Australian rules footballer (1918–1991)

Lindsay McNamara (13 August 1918 – 7 October 1991) was an Australian rules footballer who played with South Melbourne and Fitzroy in the Victorian Football League (VFL).

==Family==
The only child of Samuel Macknamara (1865–1945) and Emma May Macknamara (1884–1969), née Bull, Lindsay Macknamara was born in Melbourne, Victoria on 13 August 1918.

Lindsay Macknamara married Joyce Florence Fleet on 29 April 1939 (in the evening following his second appearance for South Melbourne).

note: while practically all official government records use the surname Macknamara, most football records have the surname McNamara.

==Football==
===Northcote (VFA)===
Originally from Abbotsford Lindsay McNamara commenced his senior football career aged 18, playing for Northcote in the Victorian Football Association. He played in the centre and as a forward, averaging close to a goal a game in his first two seasons of senior football.

===South Melbourne (VFL)===
The strong form he had shown in his first two seasons led to a bidding war for his services at the start of the 1939 season and he ultimately ended up signing with South Melbourne. He made a promising start, playing in each of the first three rounds, but injured his knee in his third game and he did not appear again during the 1939 season. Macknamara returned in the 1940 VFL season, scoring three goals in South's opening round loss to Collingwood, but he was dropped for the next round.

===Fitzroy (VFL)===
Fitzroy then secured Macknamara's services, and in Round 4 of the 1940 VFL season he played for them against Essendon. Mackanamara struggled to secure a regular position in Fitzroy's team and made a total of four appearances in the season and half he was with the club.

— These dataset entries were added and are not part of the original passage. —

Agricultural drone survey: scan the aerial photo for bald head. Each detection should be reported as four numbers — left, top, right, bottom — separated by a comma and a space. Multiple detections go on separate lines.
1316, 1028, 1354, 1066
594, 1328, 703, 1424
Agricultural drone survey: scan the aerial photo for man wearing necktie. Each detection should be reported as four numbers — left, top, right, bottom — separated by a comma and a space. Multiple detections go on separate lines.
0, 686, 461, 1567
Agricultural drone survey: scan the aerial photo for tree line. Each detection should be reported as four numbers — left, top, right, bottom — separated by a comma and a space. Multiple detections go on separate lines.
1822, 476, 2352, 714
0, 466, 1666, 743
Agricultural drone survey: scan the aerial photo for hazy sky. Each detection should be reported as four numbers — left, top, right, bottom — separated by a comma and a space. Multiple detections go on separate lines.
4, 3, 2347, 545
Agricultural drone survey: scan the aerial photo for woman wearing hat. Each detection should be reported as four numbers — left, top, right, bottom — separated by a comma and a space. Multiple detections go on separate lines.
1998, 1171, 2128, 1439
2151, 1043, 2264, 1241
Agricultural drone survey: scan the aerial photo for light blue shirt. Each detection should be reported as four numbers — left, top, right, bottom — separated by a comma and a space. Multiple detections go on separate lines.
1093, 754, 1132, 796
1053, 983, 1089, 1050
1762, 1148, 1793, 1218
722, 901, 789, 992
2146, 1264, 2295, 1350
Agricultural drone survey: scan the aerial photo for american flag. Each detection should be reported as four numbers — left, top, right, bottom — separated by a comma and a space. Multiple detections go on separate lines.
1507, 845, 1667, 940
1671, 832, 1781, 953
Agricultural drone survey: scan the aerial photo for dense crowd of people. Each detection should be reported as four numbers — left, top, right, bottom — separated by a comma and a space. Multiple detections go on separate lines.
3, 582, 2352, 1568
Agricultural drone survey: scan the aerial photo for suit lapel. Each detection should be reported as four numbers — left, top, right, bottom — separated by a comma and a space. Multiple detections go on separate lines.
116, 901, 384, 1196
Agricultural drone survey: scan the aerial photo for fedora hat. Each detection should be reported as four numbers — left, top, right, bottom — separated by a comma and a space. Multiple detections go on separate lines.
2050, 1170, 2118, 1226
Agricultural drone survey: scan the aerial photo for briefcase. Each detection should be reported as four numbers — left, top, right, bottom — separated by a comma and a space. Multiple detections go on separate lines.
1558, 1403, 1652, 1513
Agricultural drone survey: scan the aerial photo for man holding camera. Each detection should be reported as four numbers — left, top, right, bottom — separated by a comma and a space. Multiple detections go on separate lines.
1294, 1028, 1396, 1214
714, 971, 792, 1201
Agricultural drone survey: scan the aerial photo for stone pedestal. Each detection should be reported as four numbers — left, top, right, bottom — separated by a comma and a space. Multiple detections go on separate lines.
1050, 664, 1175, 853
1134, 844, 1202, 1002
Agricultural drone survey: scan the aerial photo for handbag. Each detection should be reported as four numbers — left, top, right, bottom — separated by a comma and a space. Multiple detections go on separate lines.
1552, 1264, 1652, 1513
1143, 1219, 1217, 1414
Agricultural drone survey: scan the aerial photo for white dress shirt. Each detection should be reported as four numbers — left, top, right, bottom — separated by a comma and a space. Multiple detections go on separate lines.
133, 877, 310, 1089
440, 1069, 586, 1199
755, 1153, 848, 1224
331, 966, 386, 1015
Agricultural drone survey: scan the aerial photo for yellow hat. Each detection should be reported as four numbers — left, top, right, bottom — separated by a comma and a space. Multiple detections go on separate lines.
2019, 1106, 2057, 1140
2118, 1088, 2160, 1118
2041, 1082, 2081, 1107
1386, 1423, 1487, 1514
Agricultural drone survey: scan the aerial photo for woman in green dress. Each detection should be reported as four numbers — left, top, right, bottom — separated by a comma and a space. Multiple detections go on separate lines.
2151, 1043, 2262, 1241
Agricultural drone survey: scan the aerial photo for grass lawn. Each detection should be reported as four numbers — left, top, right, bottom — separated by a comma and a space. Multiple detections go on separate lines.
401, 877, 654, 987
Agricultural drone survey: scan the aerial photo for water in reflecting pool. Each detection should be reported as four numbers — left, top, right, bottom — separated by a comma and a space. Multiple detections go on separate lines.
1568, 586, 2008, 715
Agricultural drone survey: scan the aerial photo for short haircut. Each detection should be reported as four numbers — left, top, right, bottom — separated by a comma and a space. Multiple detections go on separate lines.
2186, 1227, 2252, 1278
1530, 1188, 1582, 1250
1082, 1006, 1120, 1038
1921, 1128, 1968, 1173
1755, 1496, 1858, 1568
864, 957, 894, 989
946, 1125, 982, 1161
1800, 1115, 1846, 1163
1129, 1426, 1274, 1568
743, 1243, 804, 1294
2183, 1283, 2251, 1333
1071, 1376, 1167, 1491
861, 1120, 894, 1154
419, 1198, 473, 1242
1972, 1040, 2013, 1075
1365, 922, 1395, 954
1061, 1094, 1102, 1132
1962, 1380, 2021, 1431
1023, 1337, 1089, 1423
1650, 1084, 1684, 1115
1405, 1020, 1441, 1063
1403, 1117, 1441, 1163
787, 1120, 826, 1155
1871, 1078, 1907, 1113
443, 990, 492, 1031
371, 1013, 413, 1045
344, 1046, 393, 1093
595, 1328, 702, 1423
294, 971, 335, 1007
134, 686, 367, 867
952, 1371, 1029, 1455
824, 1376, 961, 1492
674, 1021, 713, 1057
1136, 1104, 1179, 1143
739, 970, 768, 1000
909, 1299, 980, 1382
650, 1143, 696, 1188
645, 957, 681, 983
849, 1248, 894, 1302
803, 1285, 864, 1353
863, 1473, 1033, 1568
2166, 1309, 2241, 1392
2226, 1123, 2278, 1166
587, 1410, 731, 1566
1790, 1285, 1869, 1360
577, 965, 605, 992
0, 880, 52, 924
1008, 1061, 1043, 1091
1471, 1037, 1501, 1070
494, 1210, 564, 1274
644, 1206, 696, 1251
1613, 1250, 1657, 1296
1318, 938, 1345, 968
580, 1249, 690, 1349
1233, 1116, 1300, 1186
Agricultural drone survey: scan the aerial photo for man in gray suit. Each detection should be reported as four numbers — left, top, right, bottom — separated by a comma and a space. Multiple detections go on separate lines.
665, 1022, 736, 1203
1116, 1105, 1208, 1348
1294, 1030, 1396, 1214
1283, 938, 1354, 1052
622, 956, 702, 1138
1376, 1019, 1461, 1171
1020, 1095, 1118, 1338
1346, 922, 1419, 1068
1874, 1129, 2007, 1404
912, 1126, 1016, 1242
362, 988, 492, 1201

===Return to Northcote (VFA)===
In June 1941, Macknamara was granted a permit to return to Northcote in the VFA and he played the last 11 games of the season for them.

===Sturt–South (SANFL)===
In 1943, while serving in the Royal Australian Air Force, Macknamara played two games for the combined Sturt-South team that competed in the 1943 SANFL war-merger competition.

===Northcote (VFA)===
Following his discharge from active service in World War II, Macknamara again played for Northcote during the 1946 VFA season.

==Military service==
Aged 23, Macknamara enlisted to serve in the RAAF in early 1942, and he served until the end of the war, including time in Morotai, Darwin and Balikpapan.